KEPANJEN – Menjelang arus mudik Lebaran, Polres Malang membuka layanan penitipan kendaraan bagi masyarakat. Warga bisa menitipkan mobil maupun motor di Mapolres Malang maupun 30 Polsek jajaran yang tersebar di seluruh wilayah hukum Polres Malang.
Layanan ini dibuka mulai 12 Maret hingga 31 Maret 2026.
“Ini fasilitas untuk masyarakat yang khawatir kondisi rumah atau lingkungan tidak aman selama mudik,” kata Polres Malang AKBP Muhammad Taat Resdi.

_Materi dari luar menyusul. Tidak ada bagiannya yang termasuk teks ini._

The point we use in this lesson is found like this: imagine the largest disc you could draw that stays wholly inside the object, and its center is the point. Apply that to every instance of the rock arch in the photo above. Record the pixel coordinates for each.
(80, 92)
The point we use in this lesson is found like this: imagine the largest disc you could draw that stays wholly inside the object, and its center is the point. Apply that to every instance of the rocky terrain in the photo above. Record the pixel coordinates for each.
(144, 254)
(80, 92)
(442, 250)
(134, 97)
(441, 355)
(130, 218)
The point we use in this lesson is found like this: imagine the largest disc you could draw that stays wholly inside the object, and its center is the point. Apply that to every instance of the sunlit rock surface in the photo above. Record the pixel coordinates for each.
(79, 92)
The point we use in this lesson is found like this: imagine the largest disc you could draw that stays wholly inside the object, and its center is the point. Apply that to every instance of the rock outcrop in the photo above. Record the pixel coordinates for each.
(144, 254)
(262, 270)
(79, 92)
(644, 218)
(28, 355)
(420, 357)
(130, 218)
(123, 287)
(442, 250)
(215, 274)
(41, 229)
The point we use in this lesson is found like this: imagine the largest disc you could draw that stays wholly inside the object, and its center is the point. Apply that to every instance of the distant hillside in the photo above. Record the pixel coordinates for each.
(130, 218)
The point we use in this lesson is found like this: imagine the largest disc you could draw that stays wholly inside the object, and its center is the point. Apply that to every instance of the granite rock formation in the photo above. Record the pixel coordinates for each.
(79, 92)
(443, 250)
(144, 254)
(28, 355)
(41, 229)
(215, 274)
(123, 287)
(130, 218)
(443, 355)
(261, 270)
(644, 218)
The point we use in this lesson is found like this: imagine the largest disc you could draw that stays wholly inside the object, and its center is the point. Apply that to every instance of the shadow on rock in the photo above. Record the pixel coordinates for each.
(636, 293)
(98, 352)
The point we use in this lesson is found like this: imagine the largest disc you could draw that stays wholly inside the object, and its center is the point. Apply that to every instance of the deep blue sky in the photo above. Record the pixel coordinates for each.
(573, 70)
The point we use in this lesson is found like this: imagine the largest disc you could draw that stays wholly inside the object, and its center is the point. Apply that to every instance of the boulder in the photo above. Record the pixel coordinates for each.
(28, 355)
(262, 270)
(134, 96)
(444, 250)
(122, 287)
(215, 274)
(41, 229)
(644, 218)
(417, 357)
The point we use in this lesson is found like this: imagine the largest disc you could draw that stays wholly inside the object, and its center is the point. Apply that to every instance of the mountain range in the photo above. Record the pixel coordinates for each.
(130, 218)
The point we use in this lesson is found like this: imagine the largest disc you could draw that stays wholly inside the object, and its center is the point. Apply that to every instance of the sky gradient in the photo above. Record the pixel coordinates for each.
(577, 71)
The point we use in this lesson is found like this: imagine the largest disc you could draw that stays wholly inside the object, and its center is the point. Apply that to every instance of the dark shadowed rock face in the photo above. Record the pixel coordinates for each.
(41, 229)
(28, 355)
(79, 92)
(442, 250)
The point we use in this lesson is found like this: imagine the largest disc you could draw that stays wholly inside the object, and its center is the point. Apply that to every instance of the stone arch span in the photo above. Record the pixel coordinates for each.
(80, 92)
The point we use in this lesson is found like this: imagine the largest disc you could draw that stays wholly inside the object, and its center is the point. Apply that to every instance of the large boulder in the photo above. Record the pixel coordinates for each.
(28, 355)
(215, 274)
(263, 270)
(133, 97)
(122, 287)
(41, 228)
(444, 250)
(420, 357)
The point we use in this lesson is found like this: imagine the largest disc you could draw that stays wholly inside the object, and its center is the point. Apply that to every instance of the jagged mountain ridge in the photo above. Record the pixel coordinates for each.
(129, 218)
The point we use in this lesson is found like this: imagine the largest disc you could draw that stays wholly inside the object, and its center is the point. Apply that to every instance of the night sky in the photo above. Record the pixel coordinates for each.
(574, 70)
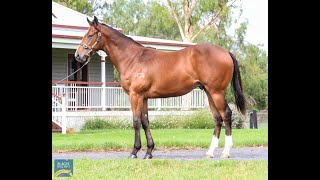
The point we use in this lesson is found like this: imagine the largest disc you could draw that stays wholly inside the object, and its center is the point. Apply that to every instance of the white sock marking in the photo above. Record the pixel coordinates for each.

Baca Juga: Mudik Lebaran dari Malang Dibayangi Jalur Longsor hingga Banjir
Warga yang ingin menitipkan kendaraan cukup datang ke Mapolres atau Polsek terdekat dan melapor ke penjagaan atau SPKT. Identitas dan surat kendaraan, berupa STNK asli dan fotokopi, wajib dibawa. STNK asli ditunjukkan, sedangkan fotokopi diserahkan ke petugas jaga untuk pendataan dan arahan lokasi parkir.
Kuota kendaraan menyesuaikan luas tempat parkir masing-masing kantor polisi. Polsek kecil seperti Pakisaji dapat menampung sekitar 30 sepeda motor dan 5 mobil. Sementara Polsek yang lebih luas, seperti Kepanjen atau Turen, bisa menampung hingga 100 sepeda motor. Di Polres Malang, kendaraan bisa diparkir di lapangan apel atau area teduh, selama masih tersedia ruang.
Baca Juga: Mudik Lebaran dari Malang Dibayangi Longsor hingga Banjir
Taat menegaskan, layanan penitipan kendaraan ini gratis, tanpa biaya sepeser pun. Namun, untuk sementara, polisi belum menerima penitipan barang berharga selain kendaraan, karena keterbatasan ruang dan penjagaan di area luar.
Layanan ini diharapkan memberi rasa aman bagi pemudik dan meminimalisir risiko kehilangan kendaraan selama meninggalkan rumah.